On the oil and gas front, we expect Saudi Arabia’s crude production will rise to 10 million bpd by the end of this year, from 9.4m bpd at the end of July. For the year as a whole, we think oil and gas GDP will only contract by 1 per cent in 2021, much less than we had previously anticipated.
As a result, headline GDP growth in the kingdom is likely to reach 2.5 per cent this year from -4.1 per cent in 2020 and almost double the growth rate we had forecast in the first quarter of 2021.
The outlook for next year will also be affected by the Opec+ agreement to unwind the Covid-related production cuts and to increase members’ baseline production levels from which future adjustments will be calculated.
While we believe the market can absorb an extra 400,000bpd of oil every month through the end of this year, if this pace of increased output is maintained through 2022, all of the pandemic related cuts would be unwound by the end of the third quarter.
It would also mean double-digit growth in crude oil production for major GCC oil exporters and thus sharply higher headline GDP growth in 2022.

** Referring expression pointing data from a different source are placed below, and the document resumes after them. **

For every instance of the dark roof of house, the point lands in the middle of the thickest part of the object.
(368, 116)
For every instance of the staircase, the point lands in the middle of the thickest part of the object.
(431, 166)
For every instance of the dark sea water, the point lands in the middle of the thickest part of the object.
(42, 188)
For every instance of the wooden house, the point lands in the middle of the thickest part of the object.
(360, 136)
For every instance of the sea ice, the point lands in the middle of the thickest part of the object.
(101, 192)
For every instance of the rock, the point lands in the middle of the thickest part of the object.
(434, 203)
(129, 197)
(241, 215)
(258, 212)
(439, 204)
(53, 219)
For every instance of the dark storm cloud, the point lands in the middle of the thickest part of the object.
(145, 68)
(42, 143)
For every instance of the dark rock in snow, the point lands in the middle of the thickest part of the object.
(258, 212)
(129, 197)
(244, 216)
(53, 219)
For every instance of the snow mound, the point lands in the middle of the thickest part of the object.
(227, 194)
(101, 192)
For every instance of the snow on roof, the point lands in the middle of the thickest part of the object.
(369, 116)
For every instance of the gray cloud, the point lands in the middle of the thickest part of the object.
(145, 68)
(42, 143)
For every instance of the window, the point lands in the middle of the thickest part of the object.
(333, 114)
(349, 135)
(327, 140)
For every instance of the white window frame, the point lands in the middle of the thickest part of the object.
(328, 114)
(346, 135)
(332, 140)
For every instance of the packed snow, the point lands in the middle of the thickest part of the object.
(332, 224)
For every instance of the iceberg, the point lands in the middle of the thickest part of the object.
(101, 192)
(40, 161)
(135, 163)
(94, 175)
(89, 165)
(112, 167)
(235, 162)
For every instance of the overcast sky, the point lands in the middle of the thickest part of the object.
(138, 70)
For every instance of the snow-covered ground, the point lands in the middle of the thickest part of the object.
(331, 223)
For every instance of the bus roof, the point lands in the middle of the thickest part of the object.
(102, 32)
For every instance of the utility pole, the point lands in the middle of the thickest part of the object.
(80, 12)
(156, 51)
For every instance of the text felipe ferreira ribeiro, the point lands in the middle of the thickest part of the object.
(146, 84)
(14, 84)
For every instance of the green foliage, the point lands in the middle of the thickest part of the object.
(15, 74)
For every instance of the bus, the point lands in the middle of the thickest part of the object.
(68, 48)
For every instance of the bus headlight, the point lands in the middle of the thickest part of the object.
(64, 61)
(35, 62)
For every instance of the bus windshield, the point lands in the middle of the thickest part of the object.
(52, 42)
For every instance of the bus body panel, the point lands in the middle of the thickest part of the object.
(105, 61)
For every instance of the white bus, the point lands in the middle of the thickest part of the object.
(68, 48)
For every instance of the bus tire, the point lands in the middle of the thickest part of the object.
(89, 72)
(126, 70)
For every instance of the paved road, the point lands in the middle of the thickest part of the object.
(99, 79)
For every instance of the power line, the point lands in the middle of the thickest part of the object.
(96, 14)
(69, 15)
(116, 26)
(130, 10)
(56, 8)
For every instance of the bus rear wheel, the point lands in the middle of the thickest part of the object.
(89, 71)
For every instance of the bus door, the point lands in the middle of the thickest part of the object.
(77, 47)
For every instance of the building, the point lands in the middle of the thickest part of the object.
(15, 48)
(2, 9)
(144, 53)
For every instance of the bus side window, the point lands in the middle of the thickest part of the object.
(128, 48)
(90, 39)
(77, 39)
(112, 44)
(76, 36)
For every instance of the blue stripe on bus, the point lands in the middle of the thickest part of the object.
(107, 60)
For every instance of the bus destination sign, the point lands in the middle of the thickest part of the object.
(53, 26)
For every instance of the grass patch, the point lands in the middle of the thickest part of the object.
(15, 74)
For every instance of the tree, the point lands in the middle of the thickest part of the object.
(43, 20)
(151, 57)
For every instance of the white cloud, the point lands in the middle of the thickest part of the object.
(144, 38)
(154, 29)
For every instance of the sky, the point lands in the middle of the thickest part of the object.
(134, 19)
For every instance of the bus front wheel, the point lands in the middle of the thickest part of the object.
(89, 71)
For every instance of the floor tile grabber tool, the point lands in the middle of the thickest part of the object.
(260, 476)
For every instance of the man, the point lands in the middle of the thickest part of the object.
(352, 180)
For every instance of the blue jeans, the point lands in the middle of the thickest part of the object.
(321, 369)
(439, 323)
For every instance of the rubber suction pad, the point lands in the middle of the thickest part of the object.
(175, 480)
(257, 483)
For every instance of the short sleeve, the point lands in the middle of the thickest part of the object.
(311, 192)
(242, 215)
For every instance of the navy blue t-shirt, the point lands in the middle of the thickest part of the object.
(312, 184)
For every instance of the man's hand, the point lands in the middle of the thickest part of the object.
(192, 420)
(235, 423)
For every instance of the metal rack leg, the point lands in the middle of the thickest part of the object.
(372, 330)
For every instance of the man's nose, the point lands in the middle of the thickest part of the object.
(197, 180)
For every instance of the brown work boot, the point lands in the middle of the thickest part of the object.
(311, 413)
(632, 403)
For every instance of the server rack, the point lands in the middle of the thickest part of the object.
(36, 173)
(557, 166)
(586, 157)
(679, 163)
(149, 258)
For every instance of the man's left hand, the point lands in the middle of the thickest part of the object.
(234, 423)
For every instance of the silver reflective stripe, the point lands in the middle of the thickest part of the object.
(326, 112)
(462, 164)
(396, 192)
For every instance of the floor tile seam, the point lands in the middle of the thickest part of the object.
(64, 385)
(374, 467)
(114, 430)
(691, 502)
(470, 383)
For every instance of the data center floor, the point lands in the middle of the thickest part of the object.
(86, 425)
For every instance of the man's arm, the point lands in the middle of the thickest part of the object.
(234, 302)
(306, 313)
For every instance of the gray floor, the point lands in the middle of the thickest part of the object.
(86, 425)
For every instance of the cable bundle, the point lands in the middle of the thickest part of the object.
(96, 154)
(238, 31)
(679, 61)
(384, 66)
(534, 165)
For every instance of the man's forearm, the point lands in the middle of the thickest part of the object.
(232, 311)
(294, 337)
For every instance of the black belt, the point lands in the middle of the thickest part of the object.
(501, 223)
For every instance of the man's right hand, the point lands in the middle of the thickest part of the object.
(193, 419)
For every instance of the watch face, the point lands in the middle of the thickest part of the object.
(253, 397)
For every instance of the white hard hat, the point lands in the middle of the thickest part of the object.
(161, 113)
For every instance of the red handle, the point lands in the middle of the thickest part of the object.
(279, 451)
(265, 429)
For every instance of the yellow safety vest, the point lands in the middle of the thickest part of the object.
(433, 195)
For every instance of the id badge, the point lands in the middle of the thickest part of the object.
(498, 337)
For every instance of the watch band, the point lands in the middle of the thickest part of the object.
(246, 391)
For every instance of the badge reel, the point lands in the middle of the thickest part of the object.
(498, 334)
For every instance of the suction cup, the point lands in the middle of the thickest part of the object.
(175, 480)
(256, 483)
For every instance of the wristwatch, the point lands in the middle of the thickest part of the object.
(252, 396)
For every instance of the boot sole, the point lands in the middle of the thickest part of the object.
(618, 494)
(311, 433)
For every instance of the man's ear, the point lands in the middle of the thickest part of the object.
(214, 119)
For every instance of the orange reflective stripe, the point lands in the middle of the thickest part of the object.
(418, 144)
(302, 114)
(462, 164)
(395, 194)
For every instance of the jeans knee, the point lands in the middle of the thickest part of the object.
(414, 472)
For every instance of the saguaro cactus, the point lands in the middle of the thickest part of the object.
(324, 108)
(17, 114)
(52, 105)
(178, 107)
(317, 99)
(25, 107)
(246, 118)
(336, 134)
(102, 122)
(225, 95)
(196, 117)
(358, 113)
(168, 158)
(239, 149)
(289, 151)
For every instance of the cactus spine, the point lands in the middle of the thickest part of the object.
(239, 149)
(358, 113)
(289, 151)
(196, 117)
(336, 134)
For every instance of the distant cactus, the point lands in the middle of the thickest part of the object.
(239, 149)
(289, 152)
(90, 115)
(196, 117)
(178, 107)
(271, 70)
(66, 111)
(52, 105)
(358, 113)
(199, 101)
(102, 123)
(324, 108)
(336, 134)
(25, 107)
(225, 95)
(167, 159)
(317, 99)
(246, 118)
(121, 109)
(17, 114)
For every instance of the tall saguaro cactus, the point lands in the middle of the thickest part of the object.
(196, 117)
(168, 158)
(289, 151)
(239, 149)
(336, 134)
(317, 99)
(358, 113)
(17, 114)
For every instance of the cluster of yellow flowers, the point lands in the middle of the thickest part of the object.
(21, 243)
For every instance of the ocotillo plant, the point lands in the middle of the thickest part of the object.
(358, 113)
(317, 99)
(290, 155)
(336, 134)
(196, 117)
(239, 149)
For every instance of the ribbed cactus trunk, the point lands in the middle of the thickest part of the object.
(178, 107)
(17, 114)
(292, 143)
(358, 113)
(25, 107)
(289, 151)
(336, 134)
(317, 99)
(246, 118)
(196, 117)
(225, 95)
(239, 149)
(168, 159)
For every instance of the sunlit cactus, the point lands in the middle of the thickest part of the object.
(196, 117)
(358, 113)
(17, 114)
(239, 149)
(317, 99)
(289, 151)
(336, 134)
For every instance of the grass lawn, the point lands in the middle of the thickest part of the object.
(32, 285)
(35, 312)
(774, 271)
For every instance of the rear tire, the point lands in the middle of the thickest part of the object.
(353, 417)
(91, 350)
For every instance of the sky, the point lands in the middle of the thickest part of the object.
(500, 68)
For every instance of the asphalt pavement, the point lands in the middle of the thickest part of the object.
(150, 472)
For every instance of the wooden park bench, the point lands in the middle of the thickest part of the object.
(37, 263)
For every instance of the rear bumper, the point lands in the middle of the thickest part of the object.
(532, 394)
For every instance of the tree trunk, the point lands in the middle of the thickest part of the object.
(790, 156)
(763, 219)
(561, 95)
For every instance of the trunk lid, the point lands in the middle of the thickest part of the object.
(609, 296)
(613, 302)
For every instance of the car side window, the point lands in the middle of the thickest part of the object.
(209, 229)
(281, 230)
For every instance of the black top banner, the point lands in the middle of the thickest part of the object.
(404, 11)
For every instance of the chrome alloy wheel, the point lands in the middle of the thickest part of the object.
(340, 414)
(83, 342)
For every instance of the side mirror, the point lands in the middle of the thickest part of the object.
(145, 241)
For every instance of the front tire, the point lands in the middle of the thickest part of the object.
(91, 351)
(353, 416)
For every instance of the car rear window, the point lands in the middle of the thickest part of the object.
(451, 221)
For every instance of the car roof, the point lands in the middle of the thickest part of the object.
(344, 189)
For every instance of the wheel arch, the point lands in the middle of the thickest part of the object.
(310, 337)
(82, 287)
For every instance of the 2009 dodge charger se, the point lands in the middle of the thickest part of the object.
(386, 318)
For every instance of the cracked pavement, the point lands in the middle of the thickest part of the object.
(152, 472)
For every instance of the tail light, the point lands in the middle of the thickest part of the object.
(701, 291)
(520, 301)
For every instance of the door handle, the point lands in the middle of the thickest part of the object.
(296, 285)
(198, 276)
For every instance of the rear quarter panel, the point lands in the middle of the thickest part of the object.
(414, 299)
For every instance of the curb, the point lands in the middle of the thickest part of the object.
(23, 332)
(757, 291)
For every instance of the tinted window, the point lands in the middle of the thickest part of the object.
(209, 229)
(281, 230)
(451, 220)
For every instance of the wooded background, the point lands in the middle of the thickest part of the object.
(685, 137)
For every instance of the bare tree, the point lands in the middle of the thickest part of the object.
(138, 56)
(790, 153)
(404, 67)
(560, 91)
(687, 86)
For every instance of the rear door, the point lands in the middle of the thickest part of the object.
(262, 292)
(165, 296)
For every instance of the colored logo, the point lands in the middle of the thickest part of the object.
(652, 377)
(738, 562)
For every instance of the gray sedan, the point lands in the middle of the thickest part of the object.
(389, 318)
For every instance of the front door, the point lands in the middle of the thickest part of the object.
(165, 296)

However, the oil market balance would return to surplus by the second half of next year in this scenario. This might exert downward pressure on oil prices, based on current demand projections. The question then is whether Opec+ will continue to increase production at the current rate if it means accepting a lower oil price.
Budget deficits in the region have narrowed this year but break-even oil prices for the GCC countries is likely to remain above our expectation of $65 per barrel in 2022 based on our forecasts for government spending next year, except the UAE where we estimate a budget breakeven oil price of $61 per barrel next year.
As a result, we expect Opec+ to curb production growth next year to keep the market closer to balance and support oil prices in the $60-70 per barrel range.
For the UAE, we think the oil and gas sector will grow by 6 per cent in 2022, while non-oil sector growth should accelerate to 4 per cent. This should see headline GDP growth rise to 4.6 per cent next year.
In Saudi Arabia, we expect oil and gas GDP to grow 8.5 per cent in 2022, while non-oil growth is also forecast at 4 per cent.
Kuwait, Qatar, Oman and Bahrain will similarly benefit from higher oil production next year.
For the GCC as a whole, we expect real GDP growth will accelerate to 5.1 per cent in 2022 from an estimated 2.3 per cent this year. If this is achieved, that would be the fastest regional growth in almost a decade.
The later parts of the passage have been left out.